As it turns out, this conversation has been overheard by others nearby. Such eavesdropping is hardly surprising, given that there is not much for these temporary sightless spirits to do, other than weep while repenting from the vice of envy and reflecting on the virtue of love. Today’s canto opens with a whispered discussion between two such shades (lines 1-6):
“Who is this man who circles our mountain
before death has given him flight,
and at his own will opens and covers his eyes?”
“I don’t know who he is, but I know that he’s not alone;
you ask him because you’re closer,
and greet him sweetly, so that he replies.”
The former speaker, who has not yet been named, does indeed turn toward Dante-pilgrim and ask him kindly to identify who he is, where he comes from, and what astonishing grace he has received. Dante’s response is a bit coy; he describes the river that runs near his birthplace without naming it, and he declines to disclose his name because “to tell you who I am would be to speak in vain—my name does not yet resound much” (20-21).

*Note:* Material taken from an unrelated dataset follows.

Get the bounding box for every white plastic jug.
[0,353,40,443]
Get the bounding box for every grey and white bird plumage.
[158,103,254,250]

This is an interesting dodge: is Dante, who typically is more than happy to exalt his own name, already trying to work on his own vice of pride? Is he denying that he is anyone worth envying, so as not to place a stumbling block in front of these souls that struggle with that particular sin? Is he trying to put the focus back on the speaker, from whom he hopes to learn? Or is he just misreading the moment and making things overly complicated?
Whatever the case may be, both of his conversation partners figure out that he is indicating the Arno River, which flows throughout the region of Tuscany in north-central Italy. (Its route begins at Mt. Falterino, traverses several valleys and plains, and courses through Florence and Pisa, until it reaches the Ligurian Sea.) This sets them off on a rant about how terrible the cities and towns that border the Arno River are, and how beastly their citizens have become; the latter are compared to “ugly hogs” (42), “snarling curs” (46-47), “dogs turning into wolves” (50), and “foxes so full of fraud” (53). The choice of these four specific animals seems to come from The Consolation of Philosophy, where Boethius likens the lecherous to hogs, the quarrelsome to dogs, the avaricious to wolves, and the deceitful to foxes. It’s a stark warning about the dehumanizing effect of vice. Still … yikes!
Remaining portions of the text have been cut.